Functional Programming and Collective Intelligence - II

Wednesday, April 1, 2009

In the previous post covering Functional Programming and Collective Intelligence, I left off with the discussion of the two different algorithms for measuring similarity, the Euclidean Distance and the Pearson product-moment correlation coefficient. The Programming Collective Intelligence covers these two formulas in depth, yet they are not the only two that are capable of performing the task. Let’s briefly cover some more of those before moving onto ranking the critics and recommending items for a particular user.

The Formulas

This time, we’ll uncover three more formulas that we could use in complement to the Euclidean and Pearson formulas we covered last time. Each has their own merits and particular uses as well. The three we will cover will be the Manhattan distance, the Chebyshev distance and the Jaccard coefficient.

Manhattan Distance or Taxicab Metric

The Manhattan Distance or Taxicab metric was devised in the 19th century in which the Euclidean Distance, the formula from last time, was replaced with a metric where the distance between two points is the sum of the absolute differences of the given coordinates. The name Manhattan or taxicab comes from the grid layouts of Manhattan and the shortest distance a car could take between two points in the city. To calculate this, simply sum the absolute differences between the two given points. Below is an example of using this in code.

// Returns the Manhattan distance for p1 and p2    
let sim_manhattan (prefs:Map<string, Map<string, float>>) p1 p2 =
  // Get the list of shared items
  let si = Map.fold_right 
            (fun k _ acc -> 
               if prefs.[p2].ContainsKey k then
                 Set.add k acc
               else acc) prefs.[p1] Set.empty
  // No ratings in common, return 0
  if Set.is_empty si then 0.
  else
    // Add up the absolute differences
    let sum =
      List.sum [for item in si ->
                  abs (prefs.[p1].[item] - prefs.[p2].[item])]  
    1. / (1. + sum)

This function will give us a value between 0 and 1 where 1 is an identical match as with the Euclidean. As with our other similarity functions, this accepts our data map and the two keys, so all of them are readily interchangeable. We can use this to determine how similar our critics are.

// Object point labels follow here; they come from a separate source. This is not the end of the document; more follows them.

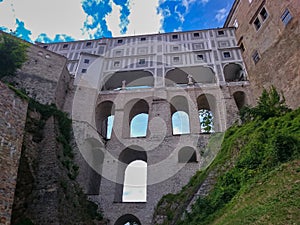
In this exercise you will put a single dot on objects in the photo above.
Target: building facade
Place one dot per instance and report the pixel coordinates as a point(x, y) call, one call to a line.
point(167, 80)
point(268, 34)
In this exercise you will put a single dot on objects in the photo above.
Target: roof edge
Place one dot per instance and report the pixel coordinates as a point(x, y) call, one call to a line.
point(234, 5)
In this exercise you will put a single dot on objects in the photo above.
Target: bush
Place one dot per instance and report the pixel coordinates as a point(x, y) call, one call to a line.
point(12, 55)
point(270, 104)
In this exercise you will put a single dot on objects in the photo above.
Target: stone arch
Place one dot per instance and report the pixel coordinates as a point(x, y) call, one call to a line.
point(187, 155)
point(127, 218)
point(200, 74)
point(133, 108)
point(105, 112)
point(133, 79)
point(127, 156)
point(240, 99)
point(207, 103)
point(180, 115)
point(234, 72)
point(94, 154)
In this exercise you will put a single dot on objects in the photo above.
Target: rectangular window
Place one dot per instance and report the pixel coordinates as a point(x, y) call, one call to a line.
point(263, 13)
point(175, 36)
point(242, 47)
point(200, 57)
point(175, 48)
point(286, 17)
point(117, 64)
point(142, 61)
point(226, 54)
point(118, 52)
point(236, 23)
point(257, 24)
point(176, 59)
point(255, 57)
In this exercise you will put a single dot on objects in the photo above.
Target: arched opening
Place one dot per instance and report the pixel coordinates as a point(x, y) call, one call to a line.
point(126, 80)
point(180, 123)
point(180, 116)
point(187, 155)
point(136, 114)
point(138, 125)
point(240, 99)
point(128, 219)
point(131, 183)
point(234, 72)
point(135, 182)
point(104, 118)
point(207, 113)
point(94, 156)
point(197, 74)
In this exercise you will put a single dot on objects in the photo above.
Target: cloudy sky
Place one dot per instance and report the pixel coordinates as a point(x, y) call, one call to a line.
point(65, 20)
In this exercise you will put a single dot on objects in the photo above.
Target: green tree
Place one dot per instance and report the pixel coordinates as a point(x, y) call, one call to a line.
point(12, 54)
point(270, 104)
point(206, 120)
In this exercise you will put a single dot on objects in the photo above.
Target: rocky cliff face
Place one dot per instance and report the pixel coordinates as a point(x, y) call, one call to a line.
point(47, 192)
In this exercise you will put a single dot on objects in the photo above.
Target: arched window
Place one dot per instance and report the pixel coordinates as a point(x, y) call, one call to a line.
point(128, 219)
point(180, 123)
point(207, 113)
point(104, 118)
point(187, 155)
point(240, 99)
point(110, 122)
point(234, 72)
point(135, 182)
point(126, 80)
point(136, 118)
point(138, 125)
point(131, 183)
point(180, 116)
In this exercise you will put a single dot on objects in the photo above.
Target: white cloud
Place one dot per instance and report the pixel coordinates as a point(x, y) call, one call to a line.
point(41, 16)
point(221, 14)
point(113, 19)
point(143, 18)
point(204, 1)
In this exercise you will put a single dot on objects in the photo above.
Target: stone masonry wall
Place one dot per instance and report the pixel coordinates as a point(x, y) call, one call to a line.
point(12, 122)
point(276, 43)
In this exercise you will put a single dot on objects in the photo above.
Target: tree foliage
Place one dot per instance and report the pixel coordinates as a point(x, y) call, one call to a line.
point(12, 54)
point(206, 121)
point(270, 104)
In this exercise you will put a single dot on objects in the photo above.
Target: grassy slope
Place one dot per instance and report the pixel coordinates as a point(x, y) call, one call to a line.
point(273, 199)
point(258, 177)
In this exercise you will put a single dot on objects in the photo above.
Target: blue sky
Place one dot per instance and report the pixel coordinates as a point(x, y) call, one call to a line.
point(65, 20)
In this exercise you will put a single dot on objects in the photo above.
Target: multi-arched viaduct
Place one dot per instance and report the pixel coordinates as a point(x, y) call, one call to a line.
point(141, 99)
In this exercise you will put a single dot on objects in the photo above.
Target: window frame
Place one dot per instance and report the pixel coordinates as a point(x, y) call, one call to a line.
point(142, 61)
point(227, 55)
point(284, 15)
point(117, 64)
point(255, 57)
point(175, 36)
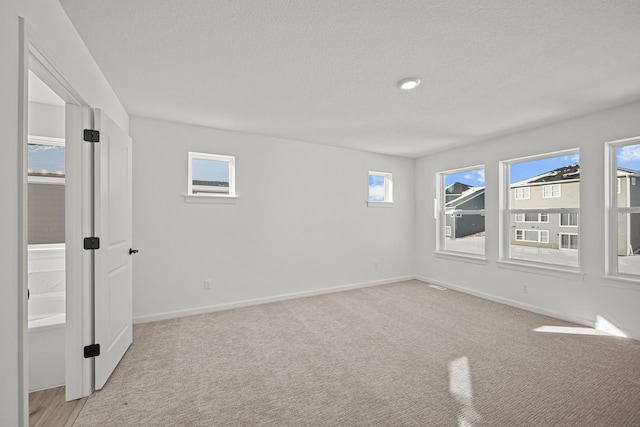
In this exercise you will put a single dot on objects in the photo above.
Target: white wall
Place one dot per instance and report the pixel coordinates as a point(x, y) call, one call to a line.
point(578, 300)
point(49, 22)
point(300, 223)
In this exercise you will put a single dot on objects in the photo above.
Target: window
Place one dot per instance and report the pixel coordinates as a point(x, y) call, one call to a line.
point(460, 218)
point(541, 236)
point(568, 241)
point(45, 159)
point(569, 219)
point(532, 218)
point(381, 187)
point(623, 208)
point(551, 191)
point(522, 193)
point(211, 175)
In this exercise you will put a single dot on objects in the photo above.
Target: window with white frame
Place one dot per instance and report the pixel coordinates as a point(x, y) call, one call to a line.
point(522, 193)
point(460, 218)
point(380, 187)
point(546, 178)
point(45, 160)
point(551, 191)
point(211, 175)
point(532, 217)
point(537, 236)
point(623, 208)
point(569, 219)
point(568, 241)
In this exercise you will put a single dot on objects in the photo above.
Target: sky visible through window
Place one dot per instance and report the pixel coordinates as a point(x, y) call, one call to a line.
point(628, 157)
point(376, 188)
point(46, 159)
point(210, 170)
point(474, 178)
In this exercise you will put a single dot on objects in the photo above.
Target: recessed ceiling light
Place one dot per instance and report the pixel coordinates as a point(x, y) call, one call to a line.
point(408, 84)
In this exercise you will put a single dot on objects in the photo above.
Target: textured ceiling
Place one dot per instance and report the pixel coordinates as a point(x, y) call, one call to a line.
point(326, 71)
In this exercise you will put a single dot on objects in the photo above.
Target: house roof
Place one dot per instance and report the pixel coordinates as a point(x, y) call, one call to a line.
point(565, 173)
point(467, 195)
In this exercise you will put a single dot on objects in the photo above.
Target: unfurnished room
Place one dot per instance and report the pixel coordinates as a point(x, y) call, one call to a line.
point(320, 213)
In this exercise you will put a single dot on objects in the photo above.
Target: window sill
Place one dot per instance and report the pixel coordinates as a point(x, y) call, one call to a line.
point(219, 200)
point(625, 282)
point(380, 204)
point(459, 256)
point(562, 272)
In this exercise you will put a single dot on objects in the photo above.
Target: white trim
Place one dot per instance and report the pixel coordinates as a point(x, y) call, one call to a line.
point(462, 256)
point(231, 160)
point(388, 187)
point(524, 230)
point(552, 188)
point(544, 269)
point(371, 204)
point(522, 196)
point(210, 199)
point(510, 302)
point(256, 301)
point(568, 234)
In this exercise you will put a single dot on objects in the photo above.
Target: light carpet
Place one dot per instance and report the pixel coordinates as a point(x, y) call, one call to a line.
point(403, 354)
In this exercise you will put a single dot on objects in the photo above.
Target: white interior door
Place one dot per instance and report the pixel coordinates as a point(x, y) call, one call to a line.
point(113, 308)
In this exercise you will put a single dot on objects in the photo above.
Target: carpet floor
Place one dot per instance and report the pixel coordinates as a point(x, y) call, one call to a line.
point(403, 354)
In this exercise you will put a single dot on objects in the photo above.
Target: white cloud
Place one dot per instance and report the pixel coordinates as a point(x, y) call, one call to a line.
point(376, 192)
point(629, 153)
point(574, 158)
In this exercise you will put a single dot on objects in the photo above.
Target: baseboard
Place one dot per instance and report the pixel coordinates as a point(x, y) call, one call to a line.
point(264, 300)
point(507, 301)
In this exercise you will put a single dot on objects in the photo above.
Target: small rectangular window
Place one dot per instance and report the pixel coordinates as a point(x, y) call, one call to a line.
point(461, 211)
point(522, 193)
point(211, 175)
point(551, 191)
point(46, 160)
point(380, 187)
point(568, 241)
point(569, 219)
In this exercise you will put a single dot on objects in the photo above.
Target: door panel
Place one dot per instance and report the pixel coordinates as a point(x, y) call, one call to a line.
point(113, 225)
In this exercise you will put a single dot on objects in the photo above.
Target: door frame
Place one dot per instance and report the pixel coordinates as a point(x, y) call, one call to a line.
point(34, 56)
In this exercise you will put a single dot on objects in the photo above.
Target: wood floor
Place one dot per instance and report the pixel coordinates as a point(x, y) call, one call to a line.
point(47, 408)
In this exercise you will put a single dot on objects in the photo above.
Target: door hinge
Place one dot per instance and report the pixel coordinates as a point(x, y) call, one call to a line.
point(91, 243)
point(91, 135)
point(92, 350)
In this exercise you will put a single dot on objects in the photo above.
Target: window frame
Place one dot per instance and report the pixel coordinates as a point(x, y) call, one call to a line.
point(388, 189)
point(507, 212)
point(577, 224)
point(528, 193)
point(568, 234)
point(231, 160)
point(441, 212)
point(551, 186)
point(54, 142)
point(612, 210)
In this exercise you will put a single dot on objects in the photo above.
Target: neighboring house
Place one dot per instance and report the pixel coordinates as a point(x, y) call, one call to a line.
point(628, 193)
point(458, 225)
point(556, 189)
point(560, 189)
point(455, 190)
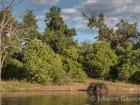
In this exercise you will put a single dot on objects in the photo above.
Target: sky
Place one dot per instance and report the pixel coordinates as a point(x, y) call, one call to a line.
point(71, 11)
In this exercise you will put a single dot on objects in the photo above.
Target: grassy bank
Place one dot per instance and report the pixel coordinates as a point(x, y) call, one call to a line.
point(120, 87)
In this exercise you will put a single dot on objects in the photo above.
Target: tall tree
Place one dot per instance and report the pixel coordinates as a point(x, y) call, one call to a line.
point(57, 34)
point(8, 34)
point(30, 25)
point(124, 30)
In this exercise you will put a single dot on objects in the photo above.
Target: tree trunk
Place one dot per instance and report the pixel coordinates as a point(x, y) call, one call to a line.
point(0, 53)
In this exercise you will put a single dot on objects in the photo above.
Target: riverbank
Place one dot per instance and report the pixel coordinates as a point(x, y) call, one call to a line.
point(119, 87)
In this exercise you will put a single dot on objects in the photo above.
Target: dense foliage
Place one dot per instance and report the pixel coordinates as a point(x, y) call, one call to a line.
point(55, 57)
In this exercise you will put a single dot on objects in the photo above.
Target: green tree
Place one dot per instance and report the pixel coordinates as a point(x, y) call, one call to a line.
point(42, 64)
point(124, 30)
point(30, 26)
point(9, 34)
point(57, 34)
point(98, 60)
point(73, 68)
point(130, 63)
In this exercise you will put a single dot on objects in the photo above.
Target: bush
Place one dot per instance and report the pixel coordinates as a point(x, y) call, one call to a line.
point(130, 63)
point(99, 58)
point(42, 64)
point(13, 70)
point(73, 68)
point(135, 78)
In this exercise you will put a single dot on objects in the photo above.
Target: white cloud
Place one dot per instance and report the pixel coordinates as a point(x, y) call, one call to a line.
point(43, 2)
point(69, 11)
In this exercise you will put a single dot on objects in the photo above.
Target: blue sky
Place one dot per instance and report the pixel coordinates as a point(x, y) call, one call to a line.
point(72, 9)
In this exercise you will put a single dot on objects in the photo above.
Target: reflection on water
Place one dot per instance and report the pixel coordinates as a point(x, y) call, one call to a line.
point(62, 98)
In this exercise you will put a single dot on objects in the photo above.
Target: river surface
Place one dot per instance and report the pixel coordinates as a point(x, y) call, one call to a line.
point(66, 98)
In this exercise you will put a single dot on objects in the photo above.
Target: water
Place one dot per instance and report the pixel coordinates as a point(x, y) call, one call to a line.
point(66, 98)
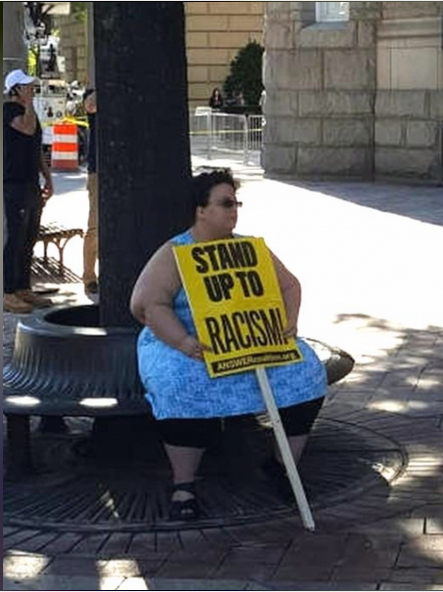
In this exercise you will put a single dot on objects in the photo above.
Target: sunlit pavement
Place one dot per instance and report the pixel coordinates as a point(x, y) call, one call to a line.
point(369, 260)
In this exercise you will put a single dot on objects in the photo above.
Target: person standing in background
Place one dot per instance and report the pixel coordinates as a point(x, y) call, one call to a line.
point(90, 245)
point(24, 199)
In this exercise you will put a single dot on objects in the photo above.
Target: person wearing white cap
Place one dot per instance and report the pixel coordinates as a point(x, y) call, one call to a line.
point(23, 163)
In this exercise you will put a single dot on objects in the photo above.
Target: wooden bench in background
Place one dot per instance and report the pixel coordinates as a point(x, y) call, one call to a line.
point(58, 235)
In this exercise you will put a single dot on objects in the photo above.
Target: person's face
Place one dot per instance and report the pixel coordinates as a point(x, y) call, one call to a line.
point(221, 212)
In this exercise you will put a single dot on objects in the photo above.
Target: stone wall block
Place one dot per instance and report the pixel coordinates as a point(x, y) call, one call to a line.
point(422, 133)
point(196, 8)
point(334, 161)
point(347, 69)
point(281, 103)
point(436, 104)
point(366, 33)
point(388, 133)
point(297, 70)
point(207, 23)
point(279, 159)
point(365, 10)
point(273, 8)
point(228, 7)
point(401, 104)
point(246, 23)
point(335, 103)
point(286, 130)
point(397, 10)
point(279, 35)
point(338, 35)
point(404, 163)
point(347, 132)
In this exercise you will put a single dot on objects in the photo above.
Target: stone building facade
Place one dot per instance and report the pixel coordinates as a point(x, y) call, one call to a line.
point(359, 98)
point(215, 31)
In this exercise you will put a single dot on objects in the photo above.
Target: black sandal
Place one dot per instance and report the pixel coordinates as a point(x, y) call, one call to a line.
point(184, 510)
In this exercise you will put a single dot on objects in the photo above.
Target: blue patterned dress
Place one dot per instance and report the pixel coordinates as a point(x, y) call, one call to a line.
point(178, 386)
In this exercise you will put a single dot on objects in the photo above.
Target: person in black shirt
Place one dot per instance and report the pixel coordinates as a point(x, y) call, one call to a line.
point(216, 99)
point(90, 245)
point(23, 162)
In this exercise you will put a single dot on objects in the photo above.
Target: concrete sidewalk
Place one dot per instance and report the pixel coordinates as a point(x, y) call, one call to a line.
point(369, 260)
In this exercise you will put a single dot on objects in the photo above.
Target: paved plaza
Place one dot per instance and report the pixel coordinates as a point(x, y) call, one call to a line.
point(369, 260)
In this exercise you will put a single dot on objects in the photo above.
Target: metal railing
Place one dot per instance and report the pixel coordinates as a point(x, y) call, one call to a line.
point(222, 135)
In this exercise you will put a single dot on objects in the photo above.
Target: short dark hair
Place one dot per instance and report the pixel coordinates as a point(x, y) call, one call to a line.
point(202, 185)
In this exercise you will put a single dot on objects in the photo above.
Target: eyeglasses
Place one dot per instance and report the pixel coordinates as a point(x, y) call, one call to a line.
point(230, 203)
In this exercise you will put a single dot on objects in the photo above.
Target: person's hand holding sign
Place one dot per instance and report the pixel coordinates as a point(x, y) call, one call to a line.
point(193, 348)
point(291, 329)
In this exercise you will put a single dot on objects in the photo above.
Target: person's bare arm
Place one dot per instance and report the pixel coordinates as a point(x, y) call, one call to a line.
point(291, 292)
point(26, 123)
point(91, 103)
point(151, 302)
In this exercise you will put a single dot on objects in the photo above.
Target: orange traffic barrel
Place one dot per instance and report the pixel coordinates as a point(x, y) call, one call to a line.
point(64, 153)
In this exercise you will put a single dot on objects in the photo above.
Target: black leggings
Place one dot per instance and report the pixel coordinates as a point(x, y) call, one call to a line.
point(202, 433)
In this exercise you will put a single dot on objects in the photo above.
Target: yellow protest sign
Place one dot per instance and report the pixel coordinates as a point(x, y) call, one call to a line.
point(236, 304)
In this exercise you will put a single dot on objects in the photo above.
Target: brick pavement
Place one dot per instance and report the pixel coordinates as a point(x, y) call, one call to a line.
point(389, 537)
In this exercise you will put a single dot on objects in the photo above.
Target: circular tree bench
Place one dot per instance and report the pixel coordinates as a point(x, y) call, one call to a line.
point(65, 364)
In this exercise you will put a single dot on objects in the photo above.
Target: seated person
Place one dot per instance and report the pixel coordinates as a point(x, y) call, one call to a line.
point(187, 403)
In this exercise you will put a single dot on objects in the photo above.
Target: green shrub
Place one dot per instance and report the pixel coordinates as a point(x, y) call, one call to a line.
point(246, 74)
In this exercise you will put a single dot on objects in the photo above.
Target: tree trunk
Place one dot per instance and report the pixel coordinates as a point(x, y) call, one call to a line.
point(143, 141)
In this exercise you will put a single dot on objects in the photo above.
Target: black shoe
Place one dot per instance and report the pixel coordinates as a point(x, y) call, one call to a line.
point(184, 510)
point(91, 287)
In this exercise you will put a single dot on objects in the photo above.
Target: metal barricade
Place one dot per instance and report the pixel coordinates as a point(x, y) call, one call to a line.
point(222, 135)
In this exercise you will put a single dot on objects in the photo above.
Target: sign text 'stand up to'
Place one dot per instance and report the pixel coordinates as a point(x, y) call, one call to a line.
point(237, 305)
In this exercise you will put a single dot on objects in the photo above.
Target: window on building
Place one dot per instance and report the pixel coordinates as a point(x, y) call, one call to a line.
point(327, 12)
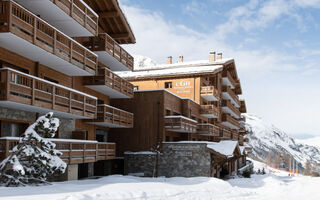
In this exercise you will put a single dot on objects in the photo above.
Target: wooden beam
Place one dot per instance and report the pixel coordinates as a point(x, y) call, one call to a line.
point(108, 14)
point(119, 35)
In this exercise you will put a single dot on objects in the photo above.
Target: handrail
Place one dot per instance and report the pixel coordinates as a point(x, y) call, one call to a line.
point(114, 115)
point(21, 22)
point(107, 77)
point(73, 151)
point(26, 89)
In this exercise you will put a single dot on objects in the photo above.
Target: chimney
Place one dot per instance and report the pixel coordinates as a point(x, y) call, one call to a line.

> sim_manhattan critics "Lisa Rose" "Claudia Puig";;
val it : float = 0.2857142857

This tells us that the ratings of Lisa Rose and Claudia Puig are not very similar. But are we starting to see a pattern here? Of course this leaves us with refactoring opportunities…. Let’s try yet another example.

Chebyshev Distance or Chessboard Distance

Another interesting similarity metric we can use is the Chebyshev distance, defined on a vector space where the distance between two vectors is their greatest of their differences along any coordinate dimension. This is also called the chessboard distance due to the minimum number of moves required by the king to go from one square to another is equal to the Chebyshev distance between the center squares. Often, this metric is used in warehouse logistics calculations. Brings me back to my days back in college...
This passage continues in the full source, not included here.